#mlpack on 2018-08-26 — irc logs at libera.irclog.whitequark.org

2018-08-06 04:28 ChanServ changed the topic of #mlpack to: Due to ongoing spam on freenode, we've muted unregistered users. See http://www.mlpack.org/ircspam.txt for more information, or also you could join #mlpack-temp and chat there.

06:10 < cult-> mlpack's impl against princomp shows huge performance gain, why armadillo's implementation so slow?

06:16 ImQ009 has joined #mlpack

06:26 vivekp has joined #mlpack

07:05 ImQ009 has quit [Quit: Leaving]

07:21 < cult-> zoq: https://prod.sandia.gov/techlib-noauth/access-control.cgi/2007/076422.pdf

07:36 ImQ009 has joined #mlpack

08:53 miqlas has joined #mlpack

08:53 < miqlas> hi and good morning.

08:56 < miqlas> i got problems during building mlpack on Haiku. It configures and starts to build, but then: http://0x0.st/stsB.txt

08:56 < miqlas> it is strange. Afaik hdf5 is not a direct dependency for mlpack, but trough armadillo (but fixme)

08:58 < miqlas> that path /packages/hdf5-1.10.1-2/.self/develop/headers/hdf5.h surely doesn't exist ,as the current installed version is never than that.

08:58 < miqlas> It should be: /packages/hdf5-1.10.2-1/.self/develop/headers/hdf5.h

08:58 < miqlas> But i have absolutely no idea where does this path comes from.

08:58 < miqlas> Any idea?

08:59 < miqlas> It is a freshly extracted tarball, so it is not something residue from earlier configure-run.

10:48 Xenthys10 has joined #mlpack

10:51 Xenthys10 has quit [Remote host closed the connection]

10:54 duoi9 has joined #mlpack

10:56 duoi9 has quit [Remote host closed the connection]

12:14 vivekp has quit [Ping timeout: 268 seconds]

12:30 vivekp has joined #mlpack

12:47 vivekp has quit [Ping timeout: 252 seconds]

12:50 vivekp has joined #mlpack

14:15 < rcurtin> miqlas: good morning, long time no see :)

14:16 < rcurtin> I looked at the build output, I am wondering if maybe the Haiku Armadillo package is referencing hdf5 in an improper location

14:16 < rcurtin> you could check whether ARMA_USE_HDF5 is defined in the Armadillo file armadillo_bits/config.hpp

14:17 < rcurtin> cult-: there are a couple different ways to do PCA, some involve eigendecomposition and some involve SVD, amd some work directly on the data matrix and some work on the computed covariance

14:18 < rcurtin> each of these are faster or slower in different cases, and then also mlpack has some non-direct iterative solvers which can be very fast too

14:25 < miqlas> rcurtin: hi

14:26 < miqlas> it is because you guys provides releases so infrequently.

14:26 < miqlas> :)

14:26 < miqlas> we are in the last march before the beta, so every port should be rechecked, build against the beta candidates, and so on.
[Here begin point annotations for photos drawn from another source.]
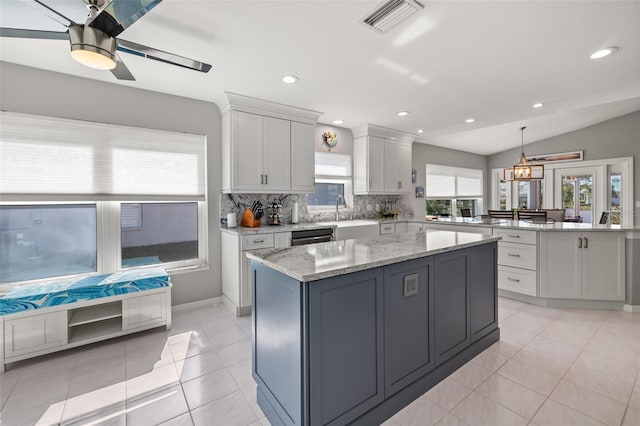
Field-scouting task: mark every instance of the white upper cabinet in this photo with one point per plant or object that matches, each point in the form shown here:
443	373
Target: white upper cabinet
369	165
397	167
248	146
302	154
266	147
277	154
382	161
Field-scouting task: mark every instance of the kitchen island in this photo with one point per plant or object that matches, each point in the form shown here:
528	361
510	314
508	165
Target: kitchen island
353	331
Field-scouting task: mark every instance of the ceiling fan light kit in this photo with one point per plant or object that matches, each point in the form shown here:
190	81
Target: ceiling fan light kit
92	47
94	44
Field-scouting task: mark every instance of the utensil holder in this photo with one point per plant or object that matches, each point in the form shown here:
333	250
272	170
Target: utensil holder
249	220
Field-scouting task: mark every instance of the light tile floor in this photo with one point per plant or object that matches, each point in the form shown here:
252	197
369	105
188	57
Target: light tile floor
552	367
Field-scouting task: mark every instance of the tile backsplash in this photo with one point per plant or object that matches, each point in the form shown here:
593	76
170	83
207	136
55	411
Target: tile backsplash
237	203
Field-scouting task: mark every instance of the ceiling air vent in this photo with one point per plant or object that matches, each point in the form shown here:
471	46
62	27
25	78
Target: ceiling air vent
391	13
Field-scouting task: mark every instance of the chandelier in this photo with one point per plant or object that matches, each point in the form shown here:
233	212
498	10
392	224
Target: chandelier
523	170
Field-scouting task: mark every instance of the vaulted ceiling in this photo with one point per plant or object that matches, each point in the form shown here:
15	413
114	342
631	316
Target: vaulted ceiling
451	61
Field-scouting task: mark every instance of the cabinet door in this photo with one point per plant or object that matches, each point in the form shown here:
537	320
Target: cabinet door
248	136
144	311
403	169
483	290
451	320
345	346
302	157
408	323
35	333
277	154
375	165
560	265
391	183
603	265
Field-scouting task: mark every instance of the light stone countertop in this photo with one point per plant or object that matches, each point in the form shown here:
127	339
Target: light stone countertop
325	260
525	225
270	229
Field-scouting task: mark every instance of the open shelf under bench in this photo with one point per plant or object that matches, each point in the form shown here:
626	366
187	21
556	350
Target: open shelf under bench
37	332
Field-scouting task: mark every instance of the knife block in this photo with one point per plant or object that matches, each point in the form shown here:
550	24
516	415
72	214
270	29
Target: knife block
249	220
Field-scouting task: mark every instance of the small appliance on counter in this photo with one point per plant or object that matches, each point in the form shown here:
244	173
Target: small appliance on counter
251	217
274	213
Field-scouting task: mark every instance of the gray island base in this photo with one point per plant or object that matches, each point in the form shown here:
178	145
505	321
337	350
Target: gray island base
350	332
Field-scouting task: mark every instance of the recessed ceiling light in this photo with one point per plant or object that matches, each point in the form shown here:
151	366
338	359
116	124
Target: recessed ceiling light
603	52
290	79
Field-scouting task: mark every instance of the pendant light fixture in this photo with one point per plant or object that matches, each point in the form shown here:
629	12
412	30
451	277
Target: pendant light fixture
523	170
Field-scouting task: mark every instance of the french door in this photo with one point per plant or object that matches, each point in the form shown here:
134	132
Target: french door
581	192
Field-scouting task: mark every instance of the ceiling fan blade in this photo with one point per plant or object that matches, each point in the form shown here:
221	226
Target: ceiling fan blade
159	55
118	15
121	72
51	13
38	34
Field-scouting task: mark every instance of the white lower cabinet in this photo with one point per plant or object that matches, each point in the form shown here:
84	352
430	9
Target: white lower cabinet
35	333
582	265
517	261
144	311
415	227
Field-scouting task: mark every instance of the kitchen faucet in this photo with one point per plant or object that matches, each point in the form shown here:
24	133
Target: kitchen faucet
337	205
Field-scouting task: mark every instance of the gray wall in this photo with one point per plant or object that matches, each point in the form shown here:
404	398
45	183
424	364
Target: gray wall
423	154
618	137
34	91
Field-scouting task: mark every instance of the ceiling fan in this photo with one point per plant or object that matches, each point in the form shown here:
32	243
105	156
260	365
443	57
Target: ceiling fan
94	43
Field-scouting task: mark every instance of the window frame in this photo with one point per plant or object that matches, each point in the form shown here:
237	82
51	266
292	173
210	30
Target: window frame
108	241
622	165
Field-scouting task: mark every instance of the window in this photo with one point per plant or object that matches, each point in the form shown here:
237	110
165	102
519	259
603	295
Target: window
448	187
47	241
81	197
155	242
333	178
615	195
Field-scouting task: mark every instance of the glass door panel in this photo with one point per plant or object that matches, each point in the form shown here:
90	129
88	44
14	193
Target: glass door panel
576	192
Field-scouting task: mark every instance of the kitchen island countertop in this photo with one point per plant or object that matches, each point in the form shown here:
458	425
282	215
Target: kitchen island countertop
324	260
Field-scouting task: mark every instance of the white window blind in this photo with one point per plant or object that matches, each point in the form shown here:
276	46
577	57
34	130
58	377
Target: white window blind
330	164
51	159
450	182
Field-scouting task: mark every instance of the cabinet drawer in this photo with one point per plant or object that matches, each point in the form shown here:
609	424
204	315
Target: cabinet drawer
516	236
387	228
35	333
517	280
517	255
252	242
144	310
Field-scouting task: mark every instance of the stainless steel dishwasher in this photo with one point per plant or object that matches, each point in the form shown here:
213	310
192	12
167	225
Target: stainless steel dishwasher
310	236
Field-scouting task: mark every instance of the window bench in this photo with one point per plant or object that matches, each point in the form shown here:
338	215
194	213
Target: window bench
37	319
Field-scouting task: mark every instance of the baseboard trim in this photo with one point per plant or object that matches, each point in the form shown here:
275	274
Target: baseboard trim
236	310
196	304
565	303
631	308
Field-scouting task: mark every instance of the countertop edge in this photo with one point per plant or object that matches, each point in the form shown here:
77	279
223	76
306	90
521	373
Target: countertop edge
362	267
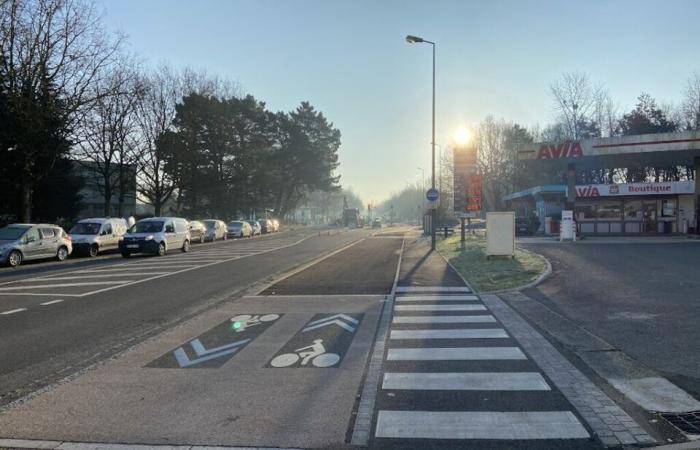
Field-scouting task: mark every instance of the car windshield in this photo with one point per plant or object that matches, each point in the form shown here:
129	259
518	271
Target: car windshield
149	226
9	233
85	228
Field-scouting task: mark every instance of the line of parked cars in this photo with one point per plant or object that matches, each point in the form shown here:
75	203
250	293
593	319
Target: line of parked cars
88	237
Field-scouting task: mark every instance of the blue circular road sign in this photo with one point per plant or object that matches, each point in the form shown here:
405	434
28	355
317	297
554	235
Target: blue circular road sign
432	194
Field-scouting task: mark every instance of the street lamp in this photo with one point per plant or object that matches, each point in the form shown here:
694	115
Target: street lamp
418	40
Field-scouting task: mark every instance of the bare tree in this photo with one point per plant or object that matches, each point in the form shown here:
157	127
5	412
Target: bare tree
56	45
691	102
105	135
575	100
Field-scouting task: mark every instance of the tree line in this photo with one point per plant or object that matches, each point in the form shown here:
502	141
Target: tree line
71	96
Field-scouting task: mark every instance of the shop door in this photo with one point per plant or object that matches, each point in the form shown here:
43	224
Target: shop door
649	218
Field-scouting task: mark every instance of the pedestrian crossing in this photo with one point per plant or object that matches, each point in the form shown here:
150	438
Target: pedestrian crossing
455	377
83	282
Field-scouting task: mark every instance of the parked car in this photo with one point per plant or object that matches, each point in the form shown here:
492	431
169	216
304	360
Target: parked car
266	226
156	235
198	231
255	225
216	229
95	235
239	228
25	241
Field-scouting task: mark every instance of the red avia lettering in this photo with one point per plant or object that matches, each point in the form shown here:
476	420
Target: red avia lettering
587	191
564	150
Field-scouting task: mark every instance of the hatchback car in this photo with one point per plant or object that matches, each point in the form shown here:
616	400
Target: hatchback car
92	236
25	241
255	225
198	231
239	228
216	229
156	235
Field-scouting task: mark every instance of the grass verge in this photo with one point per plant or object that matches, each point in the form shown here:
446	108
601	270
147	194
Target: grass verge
495	273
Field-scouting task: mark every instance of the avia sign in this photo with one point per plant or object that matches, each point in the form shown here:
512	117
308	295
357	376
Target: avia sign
612	190
560	151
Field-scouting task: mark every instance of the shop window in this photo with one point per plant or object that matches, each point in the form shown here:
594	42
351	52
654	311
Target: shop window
609	210
633	210
585	211
668	208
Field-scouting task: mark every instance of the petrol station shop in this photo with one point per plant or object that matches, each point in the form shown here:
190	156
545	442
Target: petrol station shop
648	207
625	208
14:27 < miqlas> btw, the problem with mlpack solved in the meantime, arma was the culprit. I don't know how and where, but it using somewhere an absolute path for hdf5 headers, but hdf5 was updated in the meantime this it was not found.

14:29 < miqlas> rcurtin: are you guys working on hpc, or hpc-class workstation? ml is pretty *PU intensive *={g,c}

14:34 < miqlas> I should update mlpack to the latest... and enable python, right?

15:27 < rcurtin> ah, sorry---I stepped out for a bit

15:28 < rcurtin> my guess for Armadillo is that the path to the include got hard-coded, maybe a find-and-replace in the <armadillo> header or something?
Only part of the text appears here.